In an age of YouTube and on-demand programming, how do you define and regulate broadcasted entertainment? How many people have heard of the "Television Without Frontiers" Directive (TVWF Directive)? Do you know the "Television Without Frontiers" Directive, the cornerstone of the European Union's audiovisual policy, might decide the future of interactive services in Europe?
The "Television Without Frontiers" Directive rests on two basic principles: the free movement of European television programmes within the internal market and the requirement that television channels, reserve over half their broadcasting time for European works. On 28 August 2006, the Culture Committee of the European Parliament debated the draft report on the modernised "Television without frontiers" (TVWF) Directive.
The "Television Without Frontiers" Directive (TVWF Directive) is currently being modernised to extend regulation to cover not just traditional scheduled broadcast services, but all audiovisual media services – usually referred as the Audiovisual Media Services (AVMS) Directive. This new definition covers all services which have, as their principal purpose, the provision of moving images in order to entertain, inform or educate, where there some form of compensation is involved – advertising, sponsorship for example. The new definition of the "Television Without Frontiers" Directive (TVWF Directive) does not include private correspondence, but would include a huge number of services that are currently emerging or are yet to emerge – IPTV, mobile TV, through to video blogs and other user generated content.

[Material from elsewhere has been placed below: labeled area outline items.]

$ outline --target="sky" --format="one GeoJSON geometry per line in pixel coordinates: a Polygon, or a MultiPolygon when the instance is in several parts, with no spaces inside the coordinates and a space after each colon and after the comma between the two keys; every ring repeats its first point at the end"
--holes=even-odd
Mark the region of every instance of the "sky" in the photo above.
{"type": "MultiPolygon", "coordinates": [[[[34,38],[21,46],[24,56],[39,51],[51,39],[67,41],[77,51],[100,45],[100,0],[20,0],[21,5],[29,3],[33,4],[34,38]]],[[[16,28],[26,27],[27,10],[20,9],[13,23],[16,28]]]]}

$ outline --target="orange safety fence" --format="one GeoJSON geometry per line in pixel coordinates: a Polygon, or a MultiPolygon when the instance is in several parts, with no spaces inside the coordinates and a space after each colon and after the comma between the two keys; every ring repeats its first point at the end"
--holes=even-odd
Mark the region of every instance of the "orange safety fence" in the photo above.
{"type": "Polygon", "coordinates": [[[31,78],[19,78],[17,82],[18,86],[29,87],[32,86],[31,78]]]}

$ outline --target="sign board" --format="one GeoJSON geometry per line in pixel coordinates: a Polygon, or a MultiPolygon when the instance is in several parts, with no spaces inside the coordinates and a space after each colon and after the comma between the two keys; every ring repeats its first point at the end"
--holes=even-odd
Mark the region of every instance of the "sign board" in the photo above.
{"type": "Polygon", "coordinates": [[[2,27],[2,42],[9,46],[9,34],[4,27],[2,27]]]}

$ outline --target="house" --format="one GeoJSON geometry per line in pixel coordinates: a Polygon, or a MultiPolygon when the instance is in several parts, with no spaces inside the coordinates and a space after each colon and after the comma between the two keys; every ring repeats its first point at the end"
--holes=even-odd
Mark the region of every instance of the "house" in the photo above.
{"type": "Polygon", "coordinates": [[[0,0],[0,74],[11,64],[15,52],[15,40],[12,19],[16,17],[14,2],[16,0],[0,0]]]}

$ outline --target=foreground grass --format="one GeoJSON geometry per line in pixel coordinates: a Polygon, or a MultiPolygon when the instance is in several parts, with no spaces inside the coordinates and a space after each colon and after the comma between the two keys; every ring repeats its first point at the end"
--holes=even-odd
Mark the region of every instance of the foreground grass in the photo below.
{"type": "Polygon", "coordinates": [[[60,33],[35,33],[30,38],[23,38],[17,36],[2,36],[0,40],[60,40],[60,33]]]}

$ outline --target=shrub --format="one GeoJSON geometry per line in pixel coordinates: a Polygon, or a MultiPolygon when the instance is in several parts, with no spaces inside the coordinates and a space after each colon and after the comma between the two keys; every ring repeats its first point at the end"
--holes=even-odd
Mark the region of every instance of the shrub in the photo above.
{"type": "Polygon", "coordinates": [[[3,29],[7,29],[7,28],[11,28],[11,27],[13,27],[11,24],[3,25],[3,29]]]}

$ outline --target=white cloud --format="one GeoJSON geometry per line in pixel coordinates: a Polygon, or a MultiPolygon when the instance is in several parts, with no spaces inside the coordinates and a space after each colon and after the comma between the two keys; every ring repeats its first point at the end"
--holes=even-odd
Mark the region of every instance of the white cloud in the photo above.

The modernisation project is driven by the following changes in the audiovisual industry driven by the European Union:
The convergence of technologies and services: traditional (linear) TV, Internet TV, TV on mobile phones and other mobile devices, etc.;
Expansion of fixed broadband, digital TV and 3G networks;
Increase in per-per-view;
Innovations in non-linear service delivery such as video on demand (VOD);
Peer-to-peer exchanges of audiovisual content;
Interwoven linear and non-linear services;
Changing viewer habits: more and more people want the audiovisual content following their time schedule and not the other way around;
New advertising methods, such as search-related ads on the internet or SMS ads on mobile phones.

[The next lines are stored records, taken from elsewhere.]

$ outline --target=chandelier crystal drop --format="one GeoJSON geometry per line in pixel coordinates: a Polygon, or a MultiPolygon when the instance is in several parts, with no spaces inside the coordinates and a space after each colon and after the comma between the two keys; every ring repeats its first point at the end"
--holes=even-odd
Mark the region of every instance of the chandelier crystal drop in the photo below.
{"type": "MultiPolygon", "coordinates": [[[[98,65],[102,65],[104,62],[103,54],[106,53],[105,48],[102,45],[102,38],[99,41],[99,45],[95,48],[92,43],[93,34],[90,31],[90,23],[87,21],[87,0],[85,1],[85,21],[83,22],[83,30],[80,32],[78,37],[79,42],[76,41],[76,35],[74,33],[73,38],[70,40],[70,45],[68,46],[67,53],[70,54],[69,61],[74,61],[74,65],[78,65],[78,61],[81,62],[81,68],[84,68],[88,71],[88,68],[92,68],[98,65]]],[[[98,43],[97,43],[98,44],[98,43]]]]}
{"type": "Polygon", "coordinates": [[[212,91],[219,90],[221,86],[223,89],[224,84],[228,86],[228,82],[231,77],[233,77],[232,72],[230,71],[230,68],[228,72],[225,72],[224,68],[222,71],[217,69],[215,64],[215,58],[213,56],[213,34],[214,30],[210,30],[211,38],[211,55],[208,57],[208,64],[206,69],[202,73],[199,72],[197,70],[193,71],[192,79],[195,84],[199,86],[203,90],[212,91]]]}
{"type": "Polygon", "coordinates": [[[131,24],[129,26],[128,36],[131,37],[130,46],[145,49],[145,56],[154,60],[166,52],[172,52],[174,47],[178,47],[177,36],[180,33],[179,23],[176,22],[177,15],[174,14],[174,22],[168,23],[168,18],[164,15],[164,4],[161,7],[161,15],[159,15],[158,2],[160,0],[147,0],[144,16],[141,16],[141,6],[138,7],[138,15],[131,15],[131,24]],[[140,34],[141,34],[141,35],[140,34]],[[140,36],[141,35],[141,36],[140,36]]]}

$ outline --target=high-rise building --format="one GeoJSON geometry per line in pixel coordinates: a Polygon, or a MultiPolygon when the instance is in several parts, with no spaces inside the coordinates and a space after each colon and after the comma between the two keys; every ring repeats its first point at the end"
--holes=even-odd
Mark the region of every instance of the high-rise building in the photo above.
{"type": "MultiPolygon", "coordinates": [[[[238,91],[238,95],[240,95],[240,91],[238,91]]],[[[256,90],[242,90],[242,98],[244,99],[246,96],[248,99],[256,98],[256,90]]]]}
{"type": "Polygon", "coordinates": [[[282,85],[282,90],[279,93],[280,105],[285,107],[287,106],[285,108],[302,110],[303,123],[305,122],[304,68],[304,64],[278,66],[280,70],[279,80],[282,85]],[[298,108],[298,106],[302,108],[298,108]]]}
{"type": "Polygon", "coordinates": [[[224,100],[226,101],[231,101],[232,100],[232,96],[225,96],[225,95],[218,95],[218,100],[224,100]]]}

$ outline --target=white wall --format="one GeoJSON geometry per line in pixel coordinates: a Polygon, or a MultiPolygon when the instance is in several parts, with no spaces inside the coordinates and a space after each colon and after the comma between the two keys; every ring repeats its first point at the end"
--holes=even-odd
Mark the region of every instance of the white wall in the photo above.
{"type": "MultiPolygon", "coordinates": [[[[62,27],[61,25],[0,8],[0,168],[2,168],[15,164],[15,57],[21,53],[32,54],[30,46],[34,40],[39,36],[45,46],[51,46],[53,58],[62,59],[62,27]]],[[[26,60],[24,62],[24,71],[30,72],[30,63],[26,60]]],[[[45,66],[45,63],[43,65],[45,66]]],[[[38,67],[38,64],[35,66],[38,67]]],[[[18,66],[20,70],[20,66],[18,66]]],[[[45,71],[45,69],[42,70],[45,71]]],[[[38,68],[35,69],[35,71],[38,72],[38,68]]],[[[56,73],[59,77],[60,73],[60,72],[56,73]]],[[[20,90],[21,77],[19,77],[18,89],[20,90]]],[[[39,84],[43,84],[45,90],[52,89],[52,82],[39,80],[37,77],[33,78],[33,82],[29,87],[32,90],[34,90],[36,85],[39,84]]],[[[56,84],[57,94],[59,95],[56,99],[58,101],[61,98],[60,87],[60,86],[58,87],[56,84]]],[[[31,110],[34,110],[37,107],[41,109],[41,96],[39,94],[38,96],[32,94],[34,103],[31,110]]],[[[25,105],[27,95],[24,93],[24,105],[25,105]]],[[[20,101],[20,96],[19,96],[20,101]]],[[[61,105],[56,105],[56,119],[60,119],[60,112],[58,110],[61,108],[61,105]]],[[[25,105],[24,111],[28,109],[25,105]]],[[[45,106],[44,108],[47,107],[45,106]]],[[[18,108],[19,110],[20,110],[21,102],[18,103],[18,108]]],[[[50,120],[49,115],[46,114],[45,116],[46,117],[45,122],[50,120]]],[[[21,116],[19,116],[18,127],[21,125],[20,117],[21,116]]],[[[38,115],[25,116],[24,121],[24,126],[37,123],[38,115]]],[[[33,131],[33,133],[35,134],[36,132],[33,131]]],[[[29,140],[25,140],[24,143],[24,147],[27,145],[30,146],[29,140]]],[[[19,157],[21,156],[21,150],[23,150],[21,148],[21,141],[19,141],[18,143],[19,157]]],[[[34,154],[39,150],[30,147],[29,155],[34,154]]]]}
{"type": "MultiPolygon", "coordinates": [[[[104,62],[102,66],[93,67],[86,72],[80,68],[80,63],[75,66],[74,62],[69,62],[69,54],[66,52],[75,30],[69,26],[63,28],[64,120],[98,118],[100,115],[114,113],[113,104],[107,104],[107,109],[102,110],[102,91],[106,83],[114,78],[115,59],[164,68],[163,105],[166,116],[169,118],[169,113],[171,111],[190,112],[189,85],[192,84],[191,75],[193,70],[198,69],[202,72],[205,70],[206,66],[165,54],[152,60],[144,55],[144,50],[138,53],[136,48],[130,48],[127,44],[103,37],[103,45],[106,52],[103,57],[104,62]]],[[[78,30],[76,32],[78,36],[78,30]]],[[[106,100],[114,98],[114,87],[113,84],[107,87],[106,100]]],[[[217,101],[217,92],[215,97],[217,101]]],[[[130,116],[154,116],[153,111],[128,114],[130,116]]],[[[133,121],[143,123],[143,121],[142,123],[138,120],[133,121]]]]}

The exact scope of the legislation the European Commission is proposing is unclear, however opposition is mounting. Shaun Woodward MP, Minister for Creative Industries and Tourism for the UK government summarises his concerns; "We have serious concerns over the inclusion of non-linear services [such as video-on-demand] in the Directive. This is neither desirable nor practical, as there is nothing to stop companies relocating outside the EU to bypass regulations. Companies may relocate, taking jobs and services elsewhere, while the content is still consumed here." Furthermore OFCOM has published a study conducted by RAND Europe on the implications of the new regulations on video and streaming content online.

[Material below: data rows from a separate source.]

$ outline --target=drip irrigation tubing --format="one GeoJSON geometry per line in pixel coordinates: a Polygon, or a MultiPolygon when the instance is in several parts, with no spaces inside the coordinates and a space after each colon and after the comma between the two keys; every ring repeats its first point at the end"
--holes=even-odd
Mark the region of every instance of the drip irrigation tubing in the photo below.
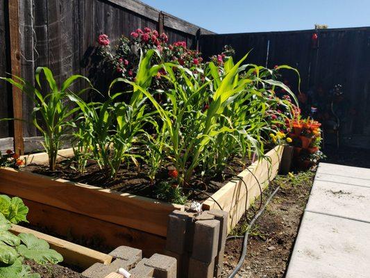
{"type": "Polygon", "coordinates": [[[237,264],[236,265],[235,268],[234,268],[234,270],[233,270],[233,272],[231,272],[231,274],[229,276],[228,276],[228,278],[233,278],[237,275],[237,273],[239,272],[239,270],[240,270],[240,268],[243,265],[243,263],[244,263],[245,257],[246,256],[246,250],[247,250],[247,247],[248,247],[248,238],[249,238],[249,231],[251,230],[251,227],[253,226],[253,224],[255,222],[255,221],[257,221],[257,220],[258,220],[260,216],[261,216],[261,215],[263,213],[263,212],[266,209],[266,207],[267,206],[267,205],[269,204],[270,201],[272,199],[272,198],[275,196],[275,195],[278,193],[279,189],[280,189],[280,186],[278,186],[276,188],[276,189],[275,189],[275,190],[272,193],[272,194],[269,197],[269,198],[266,201],[266,203],[264,203],[264,204],[263,205],[262,208],[260,209],[258,213],[257,213],[255,214],[255,215],[253,217],[252,220],[249,222],[249,224],[248,225],[248,227],[246,228],[246,232],[244,234],[244,236],[230,236],[230,237],[228,237],[228,238],[226,238],[226,239],[228,240],[228,239],[232,239],[232,238],[240,238],[242,237],[244,238],[244,239],[243,240],[243,249],[242,250],[242,254],[240,255],[240,258],[239,259],[239,261],[238,261],[237,264]]]}

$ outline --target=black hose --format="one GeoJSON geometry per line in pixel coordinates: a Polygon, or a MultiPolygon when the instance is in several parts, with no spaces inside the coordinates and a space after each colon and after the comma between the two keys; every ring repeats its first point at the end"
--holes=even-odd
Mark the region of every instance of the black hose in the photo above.
{"type": "MultiPolygon", "coordinates": [[[[258,213],[254,216],[254,218],[252,219],[249,224],[248,225],[248,227],[246,228],[246,231],[244,234],[244,240],[243,241],[243,249],[242,250],[242,254],[240,256],[240,259],[239,259],[239,261],[237,262],[237,265],[234,268],[234,270],[231,274],[228,277],[228,278],[233,278],[237,273],[239,272],[242,266],[243,265],[243,263],[244,261],[245,257],[246,256],[246,249],[248,245],[248,237],[249,236],[249,230],[253,226],[254,222],[261,216],[261,215],[264,211],[264,209],[270,202],[271,199],[275,196],[275,195],[278,193],[278,191],[280,189],[280,186],[278,186],[276,189],[272,193],[272,194],[269,197],[269,199],[266,201],[266,203],[263,205],[262,208],[258,211],[258,213]]],[[[239,236],[230,236],[230,238],[228,238],[227,239],[230,238],[238,238],[239,236]]]]}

The threat is that the revised "Television Without Frontiers" Directive legislation will create legal uncertainty because it directly overlaps with other legislation (currently in place within each member state) and is to vague to establish clear direction. Furthermore, self-regulation schemes should be encouraged instead of more regulation related to the broadcasting and advertising scope of new interactive services. Currently there is no industry standard for advertising on emerging platforms such as video content and video on demand – will the new legislation establish limits before the market can determine the best balance between user experience and monetary contribution?
It is a matter of Dark Matter Politics when regulation ordained by the European Union preludes the opportunity for the market, through testing and self regulation, to determine the best way of managing new emerging technologies. Furthermore, the Audiovisual Media Services (AVMS) Directive may not only stifle the growth of interactive content in Europe but take precedence over the choices and legislations of each member state.